Ertuğrul Günay'a'Teşekkür'

27 Ocak 2013 Pazar

Koruma Kurulu üyelerine “görevden alındınız” bildirimlerinin “konu hanesi”ne “teşekkür” yazılır. Yasal süreleri dolmayan üyeler, adlarına gelen yazıda “teşekkür”ü gördüklerinde arkadaşlarıyla vedalaşırlar. Kültür Bakanlığı’nın bu “kibar”lık gösterisinin bir örneği, görevden alınan bakanlara “Başbakan yazıları”nda da var mıdır; bilemiyorum…
“Velev ki” olsa bile, tek bir sözcükle yetinilmeyip, Bakan’ın hem yararlı hizmetlerinden, hem de “görevden alınma gerekçeleri”nden söz etmek gerekmez mi?
Üstelik şu yeni anayasada bile
“açıklık”tan dem vurulurken...

\n

‘Kültür’ün bakanı

\n

Düşünüyorum da, böylesi bir uygarlığa erişebilseydik, örneğin Ertuğrul Günay’ın Kültür ve Turizm Bakanlığı için neler söylenmeliydi?

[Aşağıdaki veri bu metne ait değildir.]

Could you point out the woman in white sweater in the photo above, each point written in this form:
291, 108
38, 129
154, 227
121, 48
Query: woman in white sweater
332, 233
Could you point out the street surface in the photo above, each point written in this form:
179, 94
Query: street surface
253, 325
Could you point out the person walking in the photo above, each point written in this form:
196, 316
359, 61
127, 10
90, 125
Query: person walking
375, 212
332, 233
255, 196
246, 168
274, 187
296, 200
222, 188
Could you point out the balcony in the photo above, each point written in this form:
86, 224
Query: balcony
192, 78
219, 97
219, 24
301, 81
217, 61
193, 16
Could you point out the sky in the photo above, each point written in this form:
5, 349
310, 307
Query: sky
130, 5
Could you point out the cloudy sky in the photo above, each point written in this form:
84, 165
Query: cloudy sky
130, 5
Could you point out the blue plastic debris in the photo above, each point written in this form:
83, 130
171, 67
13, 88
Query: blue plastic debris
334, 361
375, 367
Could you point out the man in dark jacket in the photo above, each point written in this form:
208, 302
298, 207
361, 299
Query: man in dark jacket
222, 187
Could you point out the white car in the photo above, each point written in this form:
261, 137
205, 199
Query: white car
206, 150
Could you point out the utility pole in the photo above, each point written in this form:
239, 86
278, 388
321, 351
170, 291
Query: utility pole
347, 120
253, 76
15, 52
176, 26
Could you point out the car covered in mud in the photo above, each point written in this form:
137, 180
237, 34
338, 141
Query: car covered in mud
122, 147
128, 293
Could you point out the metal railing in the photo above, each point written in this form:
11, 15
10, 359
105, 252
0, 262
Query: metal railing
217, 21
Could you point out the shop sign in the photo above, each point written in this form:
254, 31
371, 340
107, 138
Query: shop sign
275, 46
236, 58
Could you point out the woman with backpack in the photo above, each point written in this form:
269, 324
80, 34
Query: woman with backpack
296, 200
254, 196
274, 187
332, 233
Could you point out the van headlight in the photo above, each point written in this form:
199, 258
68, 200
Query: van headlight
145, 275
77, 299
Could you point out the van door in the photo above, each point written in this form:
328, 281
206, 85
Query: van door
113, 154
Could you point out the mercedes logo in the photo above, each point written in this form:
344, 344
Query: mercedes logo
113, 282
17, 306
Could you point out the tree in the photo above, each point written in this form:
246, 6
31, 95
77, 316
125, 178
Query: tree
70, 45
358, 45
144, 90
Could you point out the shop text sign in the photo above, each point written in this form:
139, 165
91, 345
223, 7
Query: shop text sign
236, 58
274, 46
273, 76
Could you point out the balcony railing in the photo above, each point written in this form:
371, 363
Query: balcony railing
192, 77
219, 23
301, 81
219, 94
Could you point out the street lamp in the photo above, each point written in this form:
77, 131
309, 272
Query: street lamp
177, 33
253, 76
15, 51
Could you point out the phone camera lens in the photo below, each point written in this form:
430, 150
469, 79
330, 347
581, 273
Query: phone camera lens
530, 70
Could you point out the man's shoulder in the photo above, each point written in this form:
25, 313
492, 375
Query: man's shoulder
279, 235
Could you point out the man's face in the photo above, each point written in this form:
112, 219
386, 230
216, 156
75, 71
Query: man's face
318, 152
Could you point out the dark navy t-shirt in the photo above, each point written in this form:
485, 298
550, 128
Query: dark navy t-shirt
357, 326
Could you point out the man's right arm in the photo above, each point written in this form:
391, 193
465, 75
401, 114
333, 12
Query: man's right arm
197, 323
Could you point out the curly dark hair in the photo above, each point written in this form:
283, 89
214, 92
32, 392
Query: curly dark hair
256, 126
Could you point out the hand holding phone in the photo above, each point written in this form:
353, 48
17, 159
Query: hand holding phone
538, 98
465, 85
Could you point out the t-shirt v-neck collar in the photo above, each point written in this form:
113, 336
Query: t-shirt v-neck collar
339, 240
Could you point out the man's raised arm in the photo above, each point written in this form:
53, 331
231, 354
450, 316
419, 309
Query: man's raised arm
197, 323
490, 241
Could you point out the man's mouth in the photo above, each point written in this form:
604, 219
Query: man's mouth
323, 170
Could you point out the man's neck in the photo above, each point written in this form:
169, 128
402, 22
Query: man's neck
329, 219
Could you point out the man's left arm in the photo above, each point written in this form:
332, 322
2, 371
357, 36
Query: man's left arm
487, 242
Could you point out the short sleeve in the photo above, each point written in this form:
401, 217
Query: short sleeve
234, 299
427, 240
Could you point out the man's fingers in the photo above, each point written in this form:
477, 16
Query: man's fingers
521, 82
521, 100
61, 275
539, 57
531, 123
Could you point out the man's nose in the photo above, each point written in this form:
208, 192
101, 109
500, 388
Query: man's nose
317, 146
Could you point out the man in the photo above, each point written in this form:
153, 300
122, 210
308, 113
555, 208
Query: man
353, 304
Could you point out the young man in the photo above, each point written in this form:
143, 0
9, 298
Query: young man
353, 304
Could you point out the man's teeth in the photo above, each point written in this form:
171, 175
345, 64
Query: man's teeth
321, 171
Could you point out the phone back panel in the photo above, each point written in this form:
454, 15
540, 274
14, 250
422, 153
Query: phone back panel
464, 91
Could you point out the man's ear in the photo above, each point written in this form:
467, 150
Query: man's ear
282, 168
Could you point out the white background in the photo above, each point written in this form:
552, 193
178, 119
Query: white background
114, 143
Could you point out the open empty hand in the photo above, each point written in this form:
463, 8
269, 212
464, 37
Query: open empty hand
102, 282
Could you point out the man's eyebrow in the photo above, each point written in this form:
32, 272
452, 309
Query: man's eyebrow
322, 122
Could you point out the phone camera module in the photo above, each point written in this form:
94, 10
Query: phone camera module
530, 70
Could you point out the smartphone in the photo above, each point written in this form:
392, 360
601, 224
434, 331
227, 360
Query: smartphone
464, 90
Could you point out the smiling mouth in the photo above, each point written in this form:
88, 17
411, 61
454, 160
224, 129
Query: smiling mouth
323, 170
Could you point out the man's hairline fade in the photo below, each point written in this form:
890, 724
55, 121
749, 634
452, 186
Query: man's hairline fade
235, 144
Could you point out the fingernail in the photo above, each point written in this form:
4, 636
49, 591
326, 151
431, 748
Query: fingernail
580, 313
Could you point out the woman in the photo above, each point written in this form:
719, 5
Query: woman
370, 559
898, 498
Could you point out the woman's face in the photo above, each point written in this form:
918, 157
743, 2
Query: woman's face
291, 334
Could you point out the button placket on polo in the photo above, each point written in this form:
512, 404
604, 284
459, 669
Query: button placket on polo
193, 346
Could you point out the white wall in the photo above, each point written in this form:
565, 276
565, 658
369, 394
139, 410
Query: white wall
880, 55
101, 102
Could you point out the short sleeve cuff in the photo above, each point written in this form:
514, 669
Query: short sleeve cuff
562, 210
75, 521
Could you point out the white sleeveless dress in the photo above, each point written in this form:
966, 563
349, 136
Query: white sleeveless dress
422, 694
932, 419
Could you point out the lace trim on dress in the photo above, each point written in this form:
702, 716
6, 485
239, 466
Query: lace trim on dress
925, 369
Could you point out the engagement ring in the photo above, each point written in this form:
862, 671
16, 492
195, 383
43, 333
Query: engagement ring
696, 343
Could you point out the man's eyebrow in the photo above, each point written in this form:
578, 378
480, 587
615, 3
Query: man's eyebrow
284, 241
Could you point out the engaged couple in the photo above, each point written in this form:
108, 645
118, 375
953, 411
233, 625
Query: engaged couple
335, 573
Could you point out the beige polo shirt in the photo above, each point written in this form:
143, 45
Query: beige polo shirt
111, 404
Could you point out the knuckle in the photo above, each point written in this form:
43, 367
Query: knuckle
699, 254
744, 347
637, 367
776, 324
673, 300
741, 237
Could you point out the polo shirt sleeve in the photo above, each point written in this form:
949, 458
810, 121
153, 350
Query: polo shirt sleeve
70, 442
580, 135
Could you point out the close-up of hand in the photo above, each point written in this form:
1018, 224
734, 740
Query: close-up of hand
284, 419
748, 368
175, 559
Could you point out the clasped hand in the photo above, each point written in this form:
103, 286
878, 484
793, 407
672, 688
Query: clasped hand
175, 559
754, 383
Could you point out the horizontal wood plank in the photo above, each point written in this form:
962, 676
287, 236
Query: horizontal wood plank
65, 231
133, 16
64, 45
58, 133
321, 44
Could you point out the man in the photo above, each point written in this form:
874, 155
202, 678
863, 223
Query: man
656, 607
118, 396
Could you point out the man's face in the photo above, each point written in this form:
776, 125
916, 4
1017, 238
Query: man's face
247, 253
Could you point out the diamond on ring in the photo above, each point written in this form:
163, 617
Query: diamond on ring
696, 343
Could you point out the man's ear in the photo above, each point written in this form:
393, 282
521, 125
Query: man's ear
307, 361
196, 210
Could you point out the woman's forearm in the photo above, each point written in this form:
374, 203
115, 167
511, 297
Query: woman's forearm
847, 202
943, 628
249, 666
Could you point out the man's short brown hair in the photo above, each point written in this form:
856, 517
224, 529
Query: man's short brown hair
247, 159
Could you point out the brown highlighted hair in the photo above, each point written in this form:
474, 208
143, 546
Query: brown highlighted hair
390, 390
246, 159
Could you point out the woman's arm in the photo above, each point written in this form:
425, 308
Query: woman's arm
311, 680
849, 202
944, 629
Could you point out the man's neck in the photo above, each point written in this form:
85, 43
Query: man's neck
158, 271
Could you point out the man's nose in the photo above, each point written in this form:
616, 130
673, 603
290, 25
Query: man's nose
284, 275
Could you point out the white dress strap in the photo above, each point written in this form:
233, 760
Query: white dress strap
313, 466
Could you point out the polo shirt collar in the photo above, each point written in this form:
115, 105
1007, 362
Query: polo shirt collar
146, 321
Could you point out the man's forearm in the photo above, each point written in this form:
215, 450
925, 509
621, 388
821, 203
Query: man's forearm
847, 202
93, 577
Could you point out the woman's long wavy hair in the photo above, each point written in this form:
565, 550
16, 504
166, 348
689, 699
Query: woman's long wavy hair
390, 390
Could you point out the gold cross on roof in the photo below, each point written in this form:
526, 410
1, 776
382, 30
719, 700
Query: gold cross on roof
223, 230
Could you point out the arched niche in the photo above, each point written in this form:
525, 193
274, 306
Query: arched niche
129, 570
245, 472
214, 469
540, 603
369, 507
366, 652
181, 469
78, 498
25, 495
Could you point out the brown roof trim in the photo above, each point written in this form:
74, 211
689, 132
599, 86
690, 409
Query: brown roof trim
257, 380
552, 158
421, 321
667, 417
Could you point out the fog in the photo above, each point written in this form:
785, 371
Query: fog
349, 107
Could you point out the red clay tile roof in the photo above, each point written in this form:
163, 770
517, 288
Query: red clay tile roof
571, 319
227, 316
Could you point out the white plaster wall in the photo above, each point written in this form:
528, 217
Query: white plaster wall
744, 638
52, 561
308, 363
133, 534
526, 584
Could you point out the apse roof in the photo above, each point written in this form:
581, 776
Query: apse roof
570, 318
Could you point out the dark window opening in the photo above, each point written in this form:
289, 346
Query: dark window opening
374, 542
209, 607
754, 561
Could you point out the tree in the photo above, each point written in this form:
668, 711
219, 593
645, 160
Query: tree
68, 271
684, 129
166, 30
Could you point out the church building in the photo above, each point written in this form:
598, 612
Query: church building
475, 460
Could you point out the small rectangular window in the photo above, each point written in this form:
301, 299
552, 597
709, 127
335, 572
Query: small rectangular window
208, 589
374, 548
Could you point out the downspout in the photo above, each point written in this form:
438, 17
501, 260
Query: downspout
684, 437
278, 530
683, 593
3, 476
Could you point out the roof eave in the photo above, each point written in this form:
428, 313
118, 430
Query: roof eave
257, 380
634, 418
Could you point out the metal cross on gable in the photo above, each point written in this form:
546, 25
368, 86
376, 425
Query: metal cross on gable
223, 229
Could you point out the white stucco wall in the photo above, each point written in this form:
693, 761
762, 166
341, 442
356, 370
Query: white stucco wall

Turizmden anlamam ama kültürde aklıma şunlar geliyor:
Bana göre ilk teşekkür, kültür değerlerimize gösterdiği duyarlılık olmalıydı. Hele egemen siyasetin bu duyarlılıktan yoksun girişimlerini de engelleme çabalarını anımsarsak...
Bir yandan kültür ve çevre zenginliğimizi göz ardı eden
“pazarlama yasaları”nı, KHK’leri ya da artık çuvallaşan “Torba Yasa”ları, -belli ki- “Başbakan’ın isteği”yle imzalamak zorunda kalmak; bir yandan da aynı zenginliklerin aynı yağma yasalarına karşı korunmalarını da üstlenmek, kolay olmasa gerek...
Dahası, doğrudan Başbakan’ın öngördüğü kültür yoksunu projeleri ya da uygulamaları bile kimi zaman
“ima” yoluyla, kimi zaman açıkça eleştirmek, bugüne dek hangi bakanda görüldü?
Örneğin
Kars’taki “İnsanlık Anıtı” için “ucube” benzetmesini “Bunu heykel için söylemedi” diyerek “onarma” çabası; Çamlıca’daki “devasa cami” isteğini “küçük, yüzük taşı gibi sevimli bir cami” önerisiyle uygarlaştırma gayreti; Taksim’i alışveriş meydanına çevirecek eski Topçu Kışlası’nın yeniden yapımını eleştirmesi.. gibi örnekler, hiç kuşkusuz “teşekkür” konuları arasında yer alıyor.
Benzer şekilde yurtdışına kaçırılmış antik eserlerimizin geri kazanılmasında olumlu sonuçlar alınan girişimler; arkeolojik kazılara daha fazla destek ve özellikle yabancılar yerine
Türk arkeologların görev üstlenmelerinin özendirilmesi gibi çalışmalara da teşekkür etmek bir vefa borcu değil midir?
Ne var ki
Allianoi ya da Hasankeyf gibi “hükümetin gözden çıkardığı” tarihsel merkezlere karşı “ödün verici” yaklaşımlar; opera, bale ve tiyatro sanatçılarımızın haklarına kayıtsızlık gibi eleştiri konusu tutumları ise belli ki iktidarın genel tercihlerinden kaynaklanıyordu.
Günay, siyasal geçmişiyle şimdiki partisinin çelişen anlayışı arasında “dengeli uzlaşma”yı yeğlemenin simgesi oldu. Buna “teşekkür mü etmeli; yoksa sorgulamalı mı”nın yanıtını, siyasi yazarlarımıza bırakıyorum. Benim görüşüm egemen siyasetin tersine tutumlarına rağmen başarılı bir Kültür Bakanlığı yapmış olmasıdır.